Marcy Ericka Charollois : Oui, bien sûr. Ce que dit « méthode de recrutement scientifique », c'est une méthode de recrutement qui ne s'appuie pas sur le feeling et j'insiste là-dessus parce que c'est important : au final, plus on va recruter au feeling, plus on va s'appuyer uniquement sur ses biais, ses perceptions plus, de fait, on va reproduire une culture dont, parfois, on n'a pas conscience, et c'est quelque chose qu’il est important de souligner. Malgré nous, suivant nos histoires personnelles, notre éducation, les écoles fréquentées, les cercles socio-économiques dans lesquels on a évolué, on est plus à même de reproduire les mêmes comportements de tous ces cercles dans lesquels on a grandi et dans lesquels on évolue chaque jour. Donc, si je me base uniquement sur du recrutement au feeling, je vais forcément m'appuyer sur des préconceptions et des biais qui vont valoriser une prise de décision qui, en fait, n'aura pas fait preuve d'objectivité et c'est tout le problème et c'est tout l'enjeu.
Quand on parle de méthodes de recrutement dite scientifique on va avoir des méthodes de recrutement qui font appel à ce qu'on appelle du scoring, donc, suivant des critères qui sont préétablis, on va pouvoir mettre un score sur des questions bien précises et, quand je dis bien précises, c'est justement ne pas tomber dans : quel est votre type d'écriture ? Suivant votre écriture, je peux déduire que vous êtes une personnalité plutôt vive ou une personnalité plutôt lente ; ou alors, suivant votre signe astrologique, je peux dérouler une préconception de qui vous êtes ; ou alors, par rapport à votre genre, par rapport à votre nom, par rapport à votre adresse, je peux déduire plein d'informations qui ne sont pas vraies et j'insiste là-dessus. En fait, toutes ces méthodes dites scientifiques vont vraiment reposer sur des questions qu'on appelle comportementales, qui vont donc s'appuyer sur le comportement de la personne suivant des questions qui seront rédigées en ce sens et ce sont des questions qui sont aussi situationnelles. Je vais faire un exemple assez typique. Un entretien qui s'appuie sur une méthode scientifique, ce serait : avez-vous déjà rencontré une situation dans laquelle vous avez dû faire preuve de leadership ? Qu'avez-vous fait suivant les enjeux que vous avez rencontrés ? C'est beaucoup plus cadré que, je ne sais pas, quels sont vos trois défauts et vos trois qualités ? En fait, je n'en sais strictement rien moi-même, j’ai mon propre baromètre d'évaluation quand je pose une question aussi vague que trois qualités et trois défauts.
En fait, il faut vraiment s'appuyer là-dessus pour dé-biaiser au maximum et arriver à un résultat qui sera objectif et évalué.

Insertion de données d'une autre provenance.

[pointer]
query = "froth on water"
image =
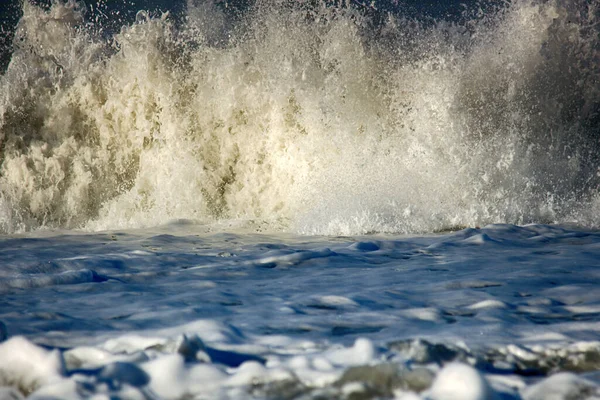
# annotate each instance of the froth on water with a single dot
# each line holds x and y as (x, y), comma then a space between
(312, 117)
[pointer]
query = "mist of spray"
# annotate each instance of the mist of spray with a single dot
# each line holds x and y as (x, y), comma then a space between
(308, 117)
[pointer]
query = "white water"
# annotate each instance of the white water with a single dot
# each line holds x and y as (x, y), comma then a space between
(304, 118)
(176, 312)
(163, 191)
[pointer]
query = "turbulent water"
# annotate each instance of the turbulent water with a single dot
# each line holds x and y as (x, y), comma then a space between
(213, 203)
(311, 118)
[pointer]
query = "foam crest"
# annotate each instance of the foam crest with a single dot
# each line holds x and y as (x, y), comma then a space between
(317, 119)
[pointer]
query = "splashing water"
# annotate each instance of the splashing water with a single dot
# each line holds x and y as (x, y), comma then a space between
(312, 118)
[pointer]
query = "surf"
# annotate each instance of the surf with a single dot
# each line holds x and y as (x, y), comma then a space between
(313, 118)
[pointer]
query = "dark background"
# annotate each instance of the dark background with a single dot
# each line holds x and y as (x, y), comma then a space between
(116, 13)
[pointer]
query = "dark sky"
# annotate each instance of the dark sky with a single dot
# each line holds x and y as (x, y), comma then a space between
(10, 12)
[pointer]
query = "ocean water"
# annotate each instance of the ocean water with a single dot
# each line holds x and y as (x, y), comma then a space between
(301, 200)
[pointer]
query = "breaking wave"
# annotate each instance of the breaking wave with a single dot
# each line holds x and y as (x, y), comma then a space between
(317, 118)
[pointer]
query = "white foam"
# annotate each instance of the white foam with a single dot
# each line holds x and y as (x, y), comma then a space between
(322, 128)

Frédéric Couchet : D'accord. Ce sont donc des questions où il y a plus de mises en situation concrètes plutôt que les fameuses questions vos trois défauts, vos trois forces, etc., si je comprends bien.

Marcy Ericka Charollois : Exactement. Il y a aussi une méthodologie qui s'appelle du coup STAR, qui n’est pas mal, que je donne à toute personne qui fait passer des entretiens.
C'est faire la mise en situation, expliquer la situation donc, en gros, la mise en contexte de ce qui s'est passé au regard de la question ;
ensuite, il y a quelles ont été les tâches qui ont été mises en place pour parvenir à l'objectif ;
ensuite, pour le « A », ce sera l'action, quels sont les types d'actions qui ont été mis en place, ça peut être en équipe, ça peut être individuel, peu importe la question qu'on vous pose, mais reposez-vous toujours là-dessus pour bien valoriser ce que vous savez faire et, justement, sortir du persona que vous pouvez évoquer par vous-même si vous êtes une femme ou toute autre minorité ; pour le « R » de la méthode STAR, c'est le résultat, quels sont les résultats obtenus, par exemple « j'ai mis en place telle feature, le résultat c'est une hausse de 10 % de clics à cet endroit. »

Frédéric Couchet : D'accord. Je précise que là tu parles déjà de l'entretien, on reviendra peut-être, juste après, sur les offres d'emploi, est-ce qu'il y a des choses à faire aussi sur les offres d’emploi ? On va quand même poursuivre cette partie-là. Florence, tu voulais réagir ?

Florence Chanìbanois : Je plussoie, encore une fois, Marcy, en réalité. Du coup, il y a ce mythe que tu as évoqué tout à l'heure en introduction, en disant qu’on ne recrute pas uniquement sur la compétence, comme si c’était ce qu’on disait.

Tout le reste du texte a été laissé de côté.